With mercs in tow and both of us playing pet classes, effectively making us a six-character group, we made it all the way to the Plane of Time, the final zone in Planes of Power. Obviously, by then most of the flagging had been removed, or at least I assume it had. I can't actually remember. I do know we weren't killing any gods, mercs or no mercs, so we must have been given a pass on that, at least.

The whole thing was such fun we spent what I recall as several months there although it was probably more like a few weeks. We both levelled characters into the low eighties but at that point it began to feel like hard work again. We drifted away once more, I think back to Vanguard for a while and then for three months in Lord of the Rings Online before returning yet again to EQII. Or somewhere. Frankly, who knows? We were always paying something but exactly what we played when is probably lost forever.

This, you may notice, isn't telling you anything at all about the Seeds of Destruction expansion itself. That's because, back then, we never touched it. I'm not sure we even knew where it was.

I did eventually get to see some of the new zones, which turned out to be not so new at all. It was the beginning (I think) of the major re-use of art assets, something that would become a trend in both EQ and EQII for a while. Oceangreen Hills was a reskin of Qeynos Hills, complete with its own version of Blackburrow. Old Commonlands was... well, you can probably guess.

I saw a good deal of both of those after my Magician took the Heroic option offered by Daybreak and jumped to 85. She doggedly levelled from there to 93, some of which I documented here on the blog, before it all started to get too much. Franklin Teek began sending her to Old Bloodfields, Seeds of Destruction's timewarped take on the Omens of War zone and it didn't go well.  She retired for a time to brood in the Guild Lobby.
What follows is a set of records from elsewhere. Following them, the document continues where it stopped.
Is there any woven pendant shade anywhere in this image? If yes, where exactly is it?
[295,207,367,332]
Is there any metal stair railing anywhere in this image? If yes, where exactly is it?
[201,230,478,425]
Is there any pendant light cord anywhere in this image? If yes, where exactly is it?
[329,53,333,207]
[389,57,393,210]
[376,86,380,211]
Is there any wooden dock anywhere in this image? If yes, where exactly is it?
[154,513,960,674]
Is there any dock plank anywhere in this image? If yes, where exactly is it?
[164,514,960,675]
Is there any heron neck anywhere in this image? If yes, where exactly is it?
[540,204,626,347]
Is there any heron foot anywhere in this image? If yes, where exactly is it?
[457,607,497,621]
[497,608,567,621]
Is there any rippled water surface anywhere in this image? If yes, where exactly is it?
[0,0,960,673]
She's still there now, only thanks to the Overseer system she's closing in on 98 and she's not had to waggle a finger.


This whole Renaissance section has taken longer than I expected but this bit's going to be short. To the best of my knowledge I have never even set foot in Underfoot. Looking at the list of zone names there's not one I recognize. I've seen it described as "Gates of Discord 2.0" and it was supposedly the toughest expansion SoE ever released so I don't feel I've missed much.
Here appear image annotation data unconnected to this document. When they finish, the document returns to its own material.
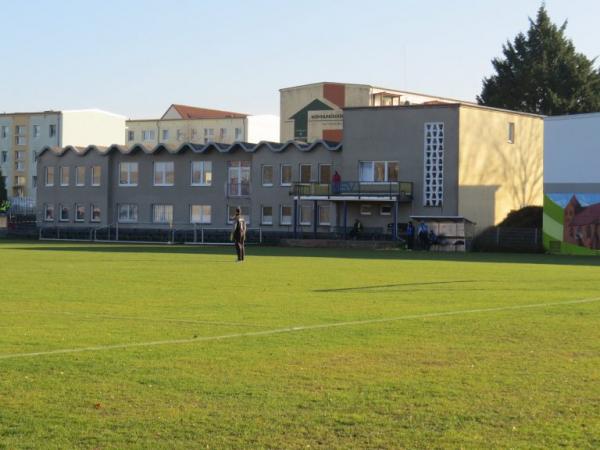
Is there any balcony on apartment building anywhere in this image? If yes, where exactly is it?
[290,181,413,203]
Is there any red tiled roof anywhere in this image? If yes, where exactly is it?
[164,104,248,119]
[571,203,600,226]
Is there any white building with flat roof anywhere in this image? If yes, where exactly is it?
[0,109,125,201]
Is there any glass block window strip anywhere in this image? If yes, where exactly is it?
[423,122,444,206]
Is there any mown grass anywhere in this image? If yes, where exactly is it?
[0,241,600,449]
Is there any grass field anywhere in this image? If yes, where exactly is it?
[0,241,600,449]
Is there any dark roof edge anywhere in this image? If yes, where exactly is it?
[38,140,342,156]
[343,102,545,119]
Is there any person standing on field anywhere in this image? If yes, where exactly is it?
[231,208,246,262]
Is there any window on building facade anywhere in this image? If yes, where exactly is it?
[44,167,54,186]
[15,125,27,145]
[319,164,331,184]
[279,205,292,225]
[379,205,392,216]
[154,161,175,186]
[262,165,273,186]
[44,203,54,222]
[14,175,27,187]
[281,164,292,186]
[60,166,69,186]
[260,206,273,225]
[319,205,331,225]
[90,205,100,222]
[227,161,250,197]
[191,161,212,186]
[235,128,244,141]
[358,161,398,183]
[423,122,444,206]
[190,205,212,224]
[75,203,85,222]
[152,205,173,224]
[300,204,313,225]
[119,162,138,186]
[204,128,215,144]
[508,122,515,144]
[227,205,250,225]
[92,166,102,186]
[300,164,312,183]
[75,166,85,186]
[142,130,155,141]
[118,203,138,223]
[58,205,69,222]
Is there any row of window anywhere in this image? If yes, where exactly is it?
[44,203,101,222]
[44,203,346,226]
[127,128,244,144]
[44,166,102,186]
[0,124,56,145]
[45,161,399,187]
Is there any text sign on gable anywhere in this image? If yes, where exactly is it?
[308,110,344,122]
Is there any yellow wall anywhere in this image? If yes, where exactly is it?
[458,105,544,230]
[125,118,247,146]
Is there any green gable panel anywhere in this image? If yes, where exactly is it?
[290,99,333,140]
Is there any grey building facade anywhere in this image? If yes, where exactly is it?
[38,104,541,243]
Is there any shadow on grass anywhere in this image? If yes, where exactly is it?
[5,241,600,269]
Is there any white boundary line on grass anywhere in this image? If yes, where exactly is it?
[0,297,600,360]
[0,309,267,328]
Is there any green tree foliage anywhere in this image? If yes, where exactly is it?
[477,5,600,115]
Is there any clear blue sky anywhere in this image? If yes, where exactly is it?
[0,0,600,118]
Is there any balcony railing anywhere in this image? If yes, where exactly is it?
[226,182,250,197]
[291,181,413,202]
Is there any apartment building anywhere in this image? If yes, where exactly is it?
[0,109,125,201]
[38,103,543,239]
[126,104,279,146]
[279,82,457,142]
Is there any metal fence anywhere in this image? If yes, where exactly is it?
[38,223,263,245]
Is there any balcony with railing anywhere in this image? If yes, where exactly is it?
[225,182,250,197]
[290,181,413,203]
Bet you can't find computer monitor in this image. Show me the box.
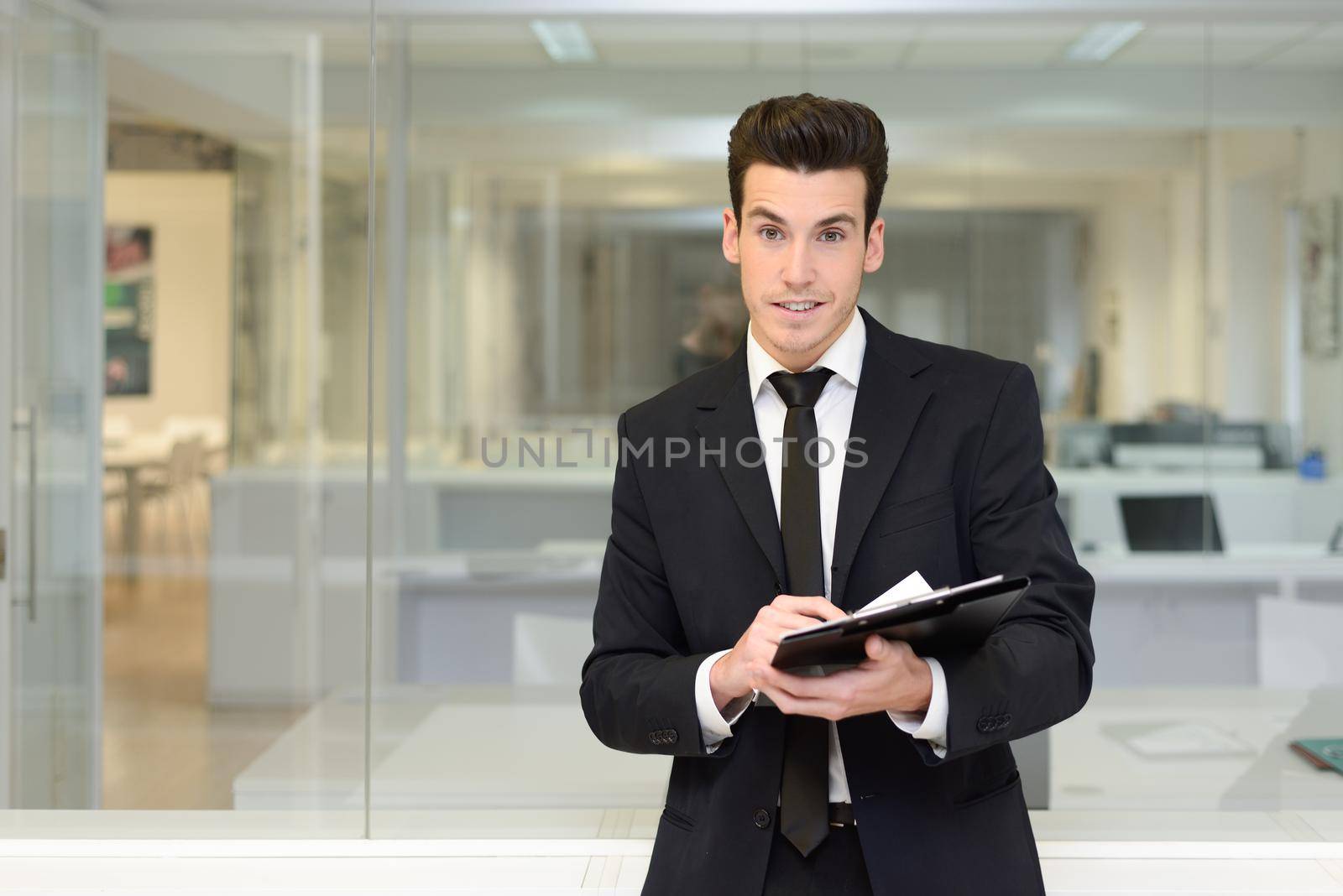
[1119,493,1222,553]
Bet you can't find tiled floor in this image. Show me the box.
[102,501,306,809]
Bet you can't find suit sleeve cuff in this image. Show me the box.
[694,650,755,753]
[886,656,951,759]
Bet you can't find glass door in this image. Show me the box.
[0,3,103,809]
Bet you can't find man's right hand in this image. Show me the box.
[709,594,848,712]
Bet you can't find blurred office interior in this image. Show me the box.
[0,0,1343,869]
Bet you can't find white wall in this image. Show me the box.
[105,172,233,432]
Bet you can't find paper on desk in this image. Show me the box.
[854,570,932,616]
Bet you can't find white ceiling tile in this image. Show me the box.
[907,40,1063,69]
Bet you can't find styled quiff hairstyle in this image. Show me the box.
[728,94,889,236]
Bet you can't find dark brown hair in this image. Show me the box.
[728,94,889,236]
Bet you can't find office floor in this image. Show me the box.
[102,493,306,809]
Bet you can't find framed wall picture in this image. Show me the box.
[102,224,154,396]
[1301,195,1343,358]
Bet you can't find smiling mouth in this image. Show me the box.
[774,300,824,316]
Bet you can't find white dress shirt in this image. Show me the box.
[694,309,948,802]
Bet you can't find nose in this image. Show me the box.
[783,240,817,291]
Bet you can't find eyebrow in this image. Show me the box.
[747,206,858,227]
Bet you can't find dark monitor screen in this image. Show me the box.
[1119,495,1222,551]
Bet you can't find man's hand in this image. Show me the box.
[709,594,846,712]
[755,634,932,721]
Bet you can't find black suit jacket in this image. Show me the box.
[579,309,1095,896]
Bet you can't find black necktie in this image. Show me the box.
[770,367,834,856]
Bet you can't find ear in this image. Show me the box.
[723,208,741,264]
[862,217,886,273]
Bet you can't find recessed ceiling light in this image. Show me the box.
[532,18,596,62]
[1068,22,1143,62]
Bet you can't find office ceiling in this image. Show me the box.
[99,16,1343,72]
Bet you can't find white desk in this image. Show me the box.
[233,681,672,809]
[1049,688,1343,811]
[233,684,1343,815]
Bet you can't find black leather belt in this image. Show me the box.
[830,802,858,827]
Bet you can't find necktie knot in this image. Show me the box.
[770,367,834,408]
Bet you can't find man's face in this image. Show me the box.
[723,162,885,370]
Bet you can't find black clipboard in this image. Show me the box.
[771,576,1030,674]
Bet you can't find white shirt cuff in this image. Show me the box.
[886,656,951,759]
[694,650,759,753]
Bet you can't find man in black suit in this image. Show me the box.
[580,94,1095,894]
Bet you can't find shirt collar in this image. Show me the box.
[747,307,868,401]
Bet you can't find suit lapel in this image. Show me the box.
[833,309,932,609]
[696,338,786,587]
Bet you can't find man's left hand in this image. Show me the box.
[760,634,932,721]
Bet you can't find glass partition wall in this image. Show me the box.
[8,4,1343,840]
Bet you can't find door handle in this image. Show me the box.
[13,405,38,623]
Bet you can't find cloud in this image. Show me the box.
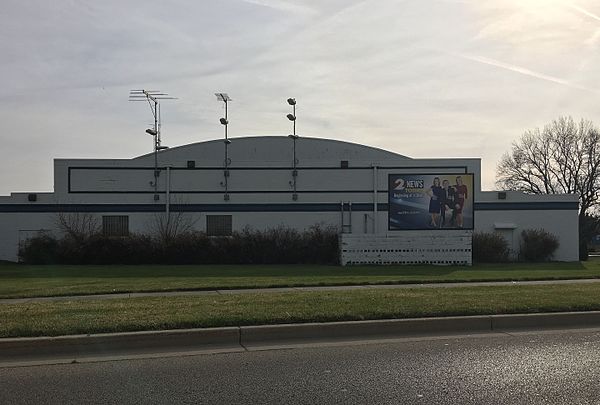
[456,54,598,93]
[242,0,318,15]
And there I'm going to leave it. I really did think I'd wrap the whole thing up this time but as usual I had more to say than I expected. Not to tempt fate but the final part really should be brief. Looking at the ten expansions it covers I think I've only set foot in two of them and then only in the starting zones. Surely I can't have two and a half thousand words in me on that?


  1. The Serpent's Spine era was probably the last time I tried to play EQ as just a normal player and not part of a special server or during something like a double XP event. It also corresponds with the launch of my blog, so I have a bunch of posts about the early levels.

    It seemed pretty reasonable for EQ, but it felt pretty awkward coming from WoW and EQII.

    The one thing I do remember was that the book to get you to the PoK was out in the Blightfire Moors in a place where it was a hazard to reach if you were a lower level player. They have since moved it to a more reasonable location.

    1. Yes, I once spent fifteen minutes running around looking for that book because I remembered where it was originally and had forgotten they'd moved it, even though I'd been playing when it happened. The perils of coming and going so many times.